Но в тот вечер после разговора о подвигах Наполеона в боулинге, к моему удивлению, он достал из кармана мешочек, открыл его и запустил в него руку.

— Мне очень нравится, когда ты рассказываешь о приключениях своего дедушки. Ты рассказываешь гораздо лучше, чем играешь. Возьми шарик.

— Но…

— Бери же, бери! Ты мне потом еще расскажешь.

Глава 7

Отец с утра пораньше отправлялся в свой банк, так что мы мало виделись. Еще лежа в кровати, я слышал, как отъезжает его машина. Он прогревал мотор, регулировал громкость приемника, потом машина трогалась с места, шурша колесами по гравию. Этот отработанный до мелочей ритуал меня успокаивал. Когда я вставал, мама уже вовсю орудовала карандашами, и у меня порой создавалось впечатление, будто она всю ночь так и не выходила из своей маленькой мастерской, оборудованной наверху, в дальнем конце чердака, и напоминавшей корабельную каюту. Только я мог стоять в ней во весь рост, да и то лишь посередине. Мне очень нравилось там копаться, вдыхая запахи клея, лака, пастели и красок.

Мама пыталась устроиться на обычную работу со строгим расписанием и начальниками, которых следовало уважать, но всякий раз ее через несколько недель увольняли. Иногда за то, что она опаздывала или уходила раньше, иногда — оттого что она рисовала на всех папках и документах или засыпала, положив голову на рабочий стол. Но чаще всего это случалось потому, что стоило ей наняться на службу, как она теряла дар речи. Тут уж ничего было не поделать: она не могла выжать из себя ни единого слова. Просто не была приспособлена к миру работы.

Зато если она рисовала цветок, всем казалось, что он пахнет, а те, у кого аллергия на пыльцу, принимались чихать. Ее рисунки всегда были наполнены солнечным светом, и от них шло мягкое тепло. Но она была к тому же одним из тех редких художников, которые умеют нормально изображать дождь. Одна из ее книг была целиком посвящена дождю — изморось, унылый мелкий дождик, ливень, водяные смерчи, и возникало чувство, будто слышишь стук капель по крыше, ощущаешь их на коже, а вокруг веет особым запахом деревьев и цветов, омытых летним дождем.

В то утро, как часто бывало, я крался по лестнице, стараясь ступать как можно тише, чтобы, к своему удовольствию, застать маму врасплох, но она, даже не обернувшись, сообщила:

— Я тебя слышу!
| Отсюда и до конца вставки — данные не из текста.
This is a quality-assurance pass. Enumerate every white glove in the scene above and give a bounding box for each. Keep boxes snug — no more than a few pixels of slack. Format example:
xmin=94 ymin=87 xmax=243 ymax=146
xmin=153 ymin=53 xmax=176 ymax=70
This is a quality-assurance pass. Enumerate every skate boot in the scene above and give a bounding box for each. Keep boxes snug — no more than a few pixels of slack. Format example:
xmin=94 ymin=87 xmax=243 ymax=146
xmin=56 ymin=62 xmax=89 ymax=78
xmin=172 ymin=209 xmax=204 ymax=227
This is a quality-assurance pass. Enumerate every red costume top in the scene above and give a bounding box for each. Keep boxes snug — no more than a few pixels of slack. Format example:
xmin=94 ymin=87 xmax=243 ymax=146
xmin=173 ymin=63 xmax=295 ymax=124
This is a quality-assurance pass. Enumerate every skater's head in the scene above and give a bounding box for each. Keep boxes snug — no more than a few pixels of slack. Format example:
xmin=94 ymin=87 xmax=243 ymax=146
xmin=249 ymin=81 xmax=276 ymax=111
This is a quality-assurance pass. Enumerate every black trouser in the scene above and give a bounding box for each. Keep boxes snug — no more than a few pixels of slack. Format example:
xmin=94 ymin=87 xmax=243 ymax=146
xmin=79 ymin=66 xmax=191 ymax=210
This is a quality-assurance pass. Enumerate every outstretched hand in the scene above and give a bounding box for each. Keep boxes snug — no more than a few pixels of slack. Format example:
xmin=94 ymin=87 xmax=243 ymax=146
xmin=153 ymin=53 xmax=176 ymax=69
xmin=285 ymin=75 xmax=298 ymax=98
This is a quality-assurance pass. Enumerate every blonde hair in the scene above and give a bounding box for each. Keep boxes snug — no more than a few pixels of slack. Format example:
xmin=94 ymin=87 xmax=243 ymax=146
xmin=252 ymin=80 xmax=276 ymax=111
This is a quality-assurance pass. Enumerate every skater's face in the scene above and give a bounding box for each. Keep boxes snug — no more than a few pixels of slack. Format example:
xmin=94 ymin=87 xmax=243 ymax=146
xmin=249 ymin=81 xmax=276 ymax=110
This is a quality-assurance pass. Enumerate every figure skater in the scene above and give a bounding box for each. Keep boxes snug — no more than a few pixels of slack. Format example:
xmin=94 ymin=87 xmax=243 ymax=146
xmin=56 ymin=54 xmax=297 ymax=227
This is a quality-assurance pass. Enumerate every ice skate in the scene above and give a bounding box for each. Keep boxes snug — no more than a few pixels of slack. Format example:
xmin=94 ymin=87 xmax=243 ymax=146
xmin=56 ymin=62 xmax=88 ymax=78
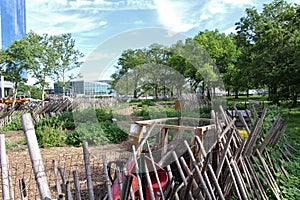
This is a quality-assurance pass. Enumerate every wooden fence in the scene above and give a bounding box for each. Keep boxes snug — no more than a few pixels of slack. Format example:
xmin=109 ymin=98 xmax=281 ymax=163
xmin=0 ymin=100 xmax=290 ymax=200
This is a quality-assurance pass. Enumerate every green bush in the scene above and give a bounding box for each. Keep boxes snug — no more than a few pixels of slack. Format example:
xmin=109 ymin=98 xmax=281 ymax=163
xmin=67 ymin=122 xmax=109 ymax=146
xmin=34 ymin=117 xmax=66 ymax=148
xmin=35 ymin=123 xmax=67 ymax=148
xmin=0 ymin=117 xmax=22 ymax=132
xmin=100 ymin=122 xmax=129 ymax=144
xmin=95 ymin=108 xmax=114 ymax=122
xmin=141 ymin=99 xmax=155 ymax=106
xmin=67 ymin=121 xmax=129 ymax=146
xmin=58 ymin=112 xmax=75 ymax=130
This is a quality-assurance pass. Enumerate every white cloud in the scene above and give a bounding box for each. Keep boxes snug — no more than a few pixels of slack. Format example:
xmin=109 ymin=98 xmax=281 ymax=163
xmin=222 ymin=26 xmax=236 ymax=35
xmin=154 ymin=0 xmax=197 ymax=32
xmin=98 ymin=20 xmax=107 ymax=26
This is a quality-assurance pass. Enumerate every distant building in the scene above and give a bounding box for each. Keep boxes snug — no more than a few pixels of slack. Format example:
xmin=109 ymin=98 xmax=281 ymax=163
xmin=0 ymin=74 xmax=14 ymax=98
xmin=0 ymin=0 xmax=26 ymax=49
xmin=0 ymin=0 xmax=27 ymax=98
xmin=54 ymin=81 xmax=114 ymax=97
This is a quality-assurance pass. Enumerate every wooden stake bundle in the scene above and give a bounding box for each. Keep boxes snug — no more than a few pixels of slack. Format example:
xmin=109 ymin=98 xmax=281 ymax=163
xmin=22 ymin=113 xmax=51 ymax=200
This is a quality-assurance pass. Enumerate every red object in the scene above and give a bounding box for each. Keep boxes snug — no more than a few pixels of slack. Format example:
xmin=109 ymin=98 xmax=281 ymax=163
xmin=112 ymin=156 xmax=168 ymax=200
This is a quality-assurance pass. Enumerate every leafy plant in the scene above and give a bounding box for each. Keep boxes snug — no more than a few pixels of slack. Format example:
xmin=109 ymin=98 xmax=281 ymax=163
xmin=100 ymin=122 xmax=129 ymax=144
xmin=67 ymin=122 xmax=109 ymax=146
xmin=58 ymin=112 xmax=75 ymax=130
xmin=35 ymin=117 xmax=67 ymax=148
xmin=0 ymin=117 xmax=22 ymax=132
xmin=35 ymin=123 xmax=67 ymax=148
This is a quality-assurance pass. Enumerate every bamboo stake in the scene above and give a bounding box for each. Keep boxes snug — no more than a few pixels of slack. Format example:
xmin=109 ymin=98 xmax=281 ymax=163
xmin=259 ymin=114 xmax=281 ymax=153
xmin=234 ymin=106 xmax=250 ymax=135
xmin=184 ymin=140 xmax=212 ymax=199
xmin=180 ymin=157 xmax=204 ymax=199
xmin=230 ymin=159 xmax=249 ymax=199
xmin=19 ymin=179 xmax=28 ymax=200
xmin=172 ymin=151 xmax=193 ymax=198
xmin=256 ymin=149 xmax=280 ymax=192
xmin=147 ymin=141 xmax=165 ymax=200
xmin=121 ymin=175 xmax=134 ymax=200
xmin=251 ymin=156 xmax=280 ymax=200
xmin=65 ymin=181 xmax=73 ymax=200
xmin=73 ymin=170 xmax=81 ymax=200
xmin=182 ymin=174 xmax=194 ymax=199
xmin=82 ymin=141 xmax=95 ymax=200
xmin=58 ymin=168 xmax=68 ymax=196
xmin=116 ymin=166 xmax=123 ymax=195
xmin=167 ymin=165 xmax=179 ymax=200
xmin=144 ymin=160 xmax=155 ymax=200
xmin=132 ymin=145 xmax=144 ymax=200
xmin=0 ymin=134 xmax=11 ymax=200
xmin=22 ymin=113 xmax=51 ymax=200
xmin=102 ymin=155 xmax=113 ymax=200
xmin=123 ymin=166 xmax=135 ymax=200
xmin=208 ymin=164 xmax=225 ymax=200
xmin=216 ymin=130 xmax=233 ymax=179
xmin=52 ymin=160 xmax=62 ymax=195
xmin=224 ymin=156 xmax=242 ymax=199
xmin=245 ymin=157 xmax=268 ymax=199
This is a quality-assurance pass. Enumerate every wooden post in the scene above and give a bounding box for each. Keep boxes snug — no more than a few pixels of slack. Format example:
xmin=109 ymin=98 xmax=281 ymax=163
xmin=83 ymin=141 xmax=95 ymax=200
xmin=52 ymin=160 xmax=62 ymax=195
xmin=161 ymin=128 xmax=168 ymax=158
xmin=0 ymin=134 xmax=13 ymax=200
xmin=19 ymin=179 xmax=28 ymax=200
xmin=102 ymin=155 xmax=113 ymax=200
xmin=73 ymin=170 xmax=81 ymax=200
xmin=22 ymin=113 xmax=51 ymax=200
xmin=132 ymin=145 xmax=144 ymax=200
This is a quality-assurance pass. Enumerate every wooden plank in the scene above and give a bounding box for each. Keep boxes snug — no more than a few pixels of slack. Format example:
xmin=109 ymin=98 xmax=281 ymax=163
xmin=22 ymin=113 xmax=51 ymax=200
xmin=82 ymin=141 xmax=95 ymax=200
xmin=184 ymin=140 xmax=212 ymax=200
xmin=132 ymin=145 xmax=144 ymax=200
xmin=0 ymin=134 xmax=11 ymax=200
xmin=72 ymin=170 xmax=81 ymax=200
xmin=52 ymin=160 xmax=62 ymax=195
xmin=102 ymin=155 xmax=113 ymax=200
xmin=147 ymin=141 xmax=165 ymax=200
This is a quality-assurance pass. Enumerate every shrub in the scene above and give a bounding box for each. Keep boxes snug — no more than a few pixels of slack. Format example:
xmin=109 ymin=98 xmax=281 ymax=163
xmin=1 ymin=117 xmax=22 ymax=132
xmin=67 ymin=122 xmax=109 ymax=146
xmin=141 ymin=99 xmax=155 ymax=106
xmin=100 ymin=122 xmax=129 ymax=144
xmin=58 ymin=112 xmax=75 ymax=130
xmin=35 ymin=117 xmax=66 ymax=148
xmin=35 ymin=123 xmax=66 ymax=148
xmin=95 ymin=108 xmax=114 ymax=122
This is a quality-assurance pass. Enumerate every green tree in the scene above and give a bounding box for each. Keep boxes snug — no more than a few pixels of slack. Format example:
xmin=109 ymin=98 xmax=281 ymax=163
xmin=0 ymin=38 xmax=32 ymax=106
xmin=51 ymin=33 xmax=84 ymax=98
xmin=111 ymin=49 xmax=145 ymax=98
xmin=194 ymin=30 xmax=240 ymax=97
xmin=237 ymin=0 xmax=300 ymax=104
xmin=27 ymin=32 xmax=59 ymax=103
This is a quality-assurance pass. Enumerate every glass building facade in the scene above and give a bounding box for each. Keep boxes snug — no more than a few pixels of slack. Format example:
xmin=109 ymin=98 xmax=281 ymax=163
xmin=0 ymin=0 xmax=27 ymax=98
xmin=54 ymin=81 xmax=114 ymax=97
xmin=0 ymin=0 xmax=26 ymax=49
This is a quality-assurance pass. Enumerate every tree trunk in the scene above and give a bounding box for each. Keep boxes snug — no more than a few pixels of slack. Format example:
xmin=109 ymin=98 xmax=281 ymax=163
xmin=154 ymin=85 xmax=158 ymax=99
xmin=234 ymin=89 xmax=239 ymax=99
xmin=292 ymin=93 xmax=298 ymax=107
xmin=207 ymin=87 xmax=211 ymax=101
xmin=12 ymin=84 xmax=18 ymax=108
xmin=42 ymin=85 xmax=45 ymax=107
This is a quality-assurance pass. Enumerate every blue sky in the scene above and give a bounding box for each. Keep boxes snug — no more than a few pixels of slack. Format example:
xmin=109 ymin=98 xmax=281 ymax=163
xmin=27 ymin=0 xmax=300 ymax=80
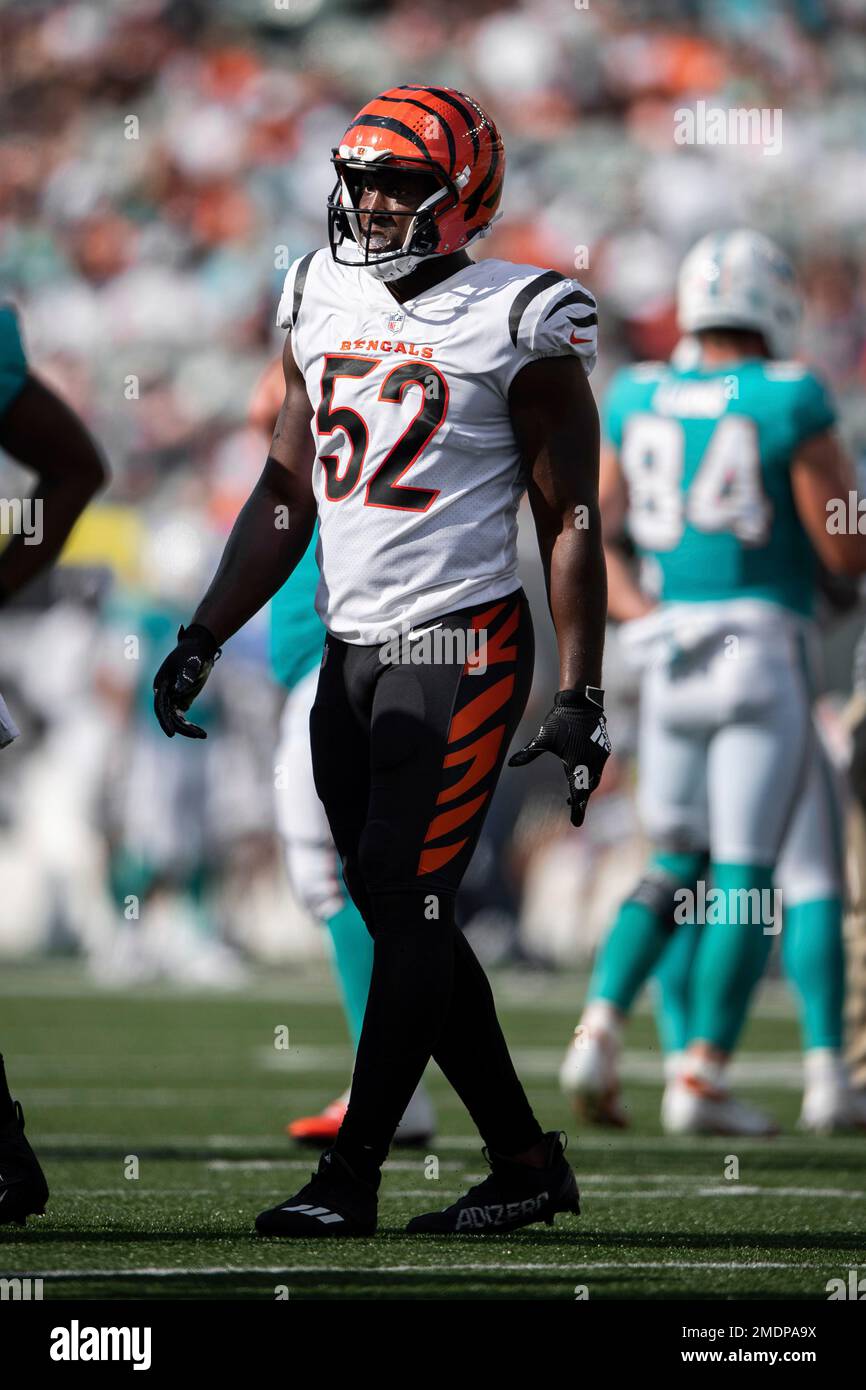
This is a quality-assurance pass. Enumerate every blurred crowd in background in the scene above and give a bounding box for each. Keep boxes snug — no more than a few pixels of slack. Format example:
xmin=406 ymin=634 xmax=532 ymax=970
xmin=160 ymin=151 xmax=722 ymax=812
xmin=0 ymin=0 xmax=866 ymax=986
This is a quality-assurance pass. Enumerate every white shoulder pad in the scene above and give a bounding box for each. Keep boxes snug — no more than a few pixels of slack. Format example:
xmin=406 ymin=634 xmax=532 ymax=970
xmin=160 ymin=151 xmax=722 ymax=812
xmin=509 ymin=270 xmax=598 ymax=375
xmin=277 ymin=252 xmax=316 ymax=328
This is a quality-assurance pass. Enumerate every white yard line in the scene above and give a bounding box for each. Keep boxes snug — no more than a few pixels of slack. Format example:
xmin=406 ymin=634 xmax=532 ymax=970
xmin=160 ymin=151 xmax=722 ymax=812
xmin=4 ymin=1262 xmax=839 ymax=1280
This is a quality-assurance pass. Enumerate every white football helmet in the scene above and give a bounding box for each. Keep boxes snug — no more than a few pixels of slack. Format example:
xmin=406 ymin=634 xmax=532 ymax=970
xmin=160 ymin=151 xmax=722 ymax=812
xmin=677 ymin=228 xmax=802 ymax=357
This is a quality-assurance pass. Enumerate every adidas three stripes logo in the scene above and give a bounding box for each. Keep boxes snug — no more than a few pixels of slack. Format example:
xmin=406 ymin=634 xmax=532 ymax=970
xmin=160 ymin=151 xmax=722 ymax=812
xmin=279 ymin=1202 xmax=343 ymax=1226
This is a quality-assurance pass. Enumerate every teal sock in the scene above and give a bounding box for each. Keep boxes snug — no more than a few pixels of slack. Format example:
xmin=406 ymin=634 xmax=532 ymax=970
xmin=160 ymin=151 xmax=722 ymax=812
xmin=691 ymin=863 xmax=773 ymax=1052
xmin=325 ymin=898 xmax=373 ymax=1051
xmin=653 ymin=922 xmax=702 ymax=1052
xmin=781 ymin=898 xmax=845 ymax=1048
xmin=587 ymin=853 xmax=703 ymax=1012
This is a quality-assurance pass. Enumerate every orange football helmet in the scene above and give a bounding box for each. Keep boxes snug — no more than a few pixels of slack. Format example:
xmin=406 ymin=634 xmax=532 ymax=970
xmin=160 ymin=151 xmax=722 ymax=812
xmin=328 ymin=85 xmax=505 ymax=279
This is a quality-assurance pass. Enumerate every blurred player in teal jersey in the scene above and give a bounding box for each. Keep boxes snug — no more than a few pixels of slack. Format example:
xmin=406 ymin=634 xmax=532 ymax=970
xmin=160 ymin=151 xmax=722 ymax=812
xmin=250 ymin=360 xmax=435 ymax=1145
xmin=560 ymin=231 xmax=866 ymax=1134
xmin=0 ymin=304 xmax=107 ymax=1226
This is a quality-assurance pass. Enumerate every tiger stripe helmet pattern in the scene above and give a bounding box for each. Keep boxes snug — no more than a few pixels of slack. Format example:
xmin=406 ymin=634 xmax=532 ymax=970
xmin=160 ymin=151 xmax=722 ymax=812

Опять не вышло!

Она работала среди полного беспорядка, который меня забавлял. Шаткие, опасно кренящиеся башни из листов с рисунками и причудливые нагромождения дисков, книг и маленьких коробочек каким-то чудом сохраняли устойчивость, фотографии на стене скакали галопом друг за другом, ноги повсюду натыкались на альбомы с цветными обложками, и я недоумевал, как из этого хаоса рождались рисунки такой чистоты.

— Ты сегодня пойдешь к Наполеону? — спросила мама.

— Да, штурмуем стены.

— Ах да, конечно, — сказала она с насмешливой улыбкой. — Твой отец был не очень доволен. Наполеон иногда переходит границы.

Несколькими днями раньше, когда мы выбирали материалы в магазине товаров для ремонта, Наполеон списал деньги с банковского счета отца. Поскольку они носили одну фамилию, его уловка осталась незамеченной.

— У него все в порядке? — поинтересовалась она.

— У деда? В полном порядке. Мне иногда даже трудно за ним поспевать.

Моя мама была точь-в-точь как персонажи, которых она рисовала, — живые и веселые, не загруженные проблемами, обычно занимающими взрослых, и в то же время отмеченные легкой, спокойной грустью, похоже, никогда их не покидающей. Эти персонажи могли в один миг перейти от смеха к слезам — стоило лишь перевернуть страницу. Однажды она сочинила книжку, где рассказала историю девочки, которая из-за тяжелой болезни надолго лишилась возможности передвигаться и благодаря этому освоила рисование и живопись. Я был уверен, что это мамина собственная история, тем более что девочку тоже звали Элеа.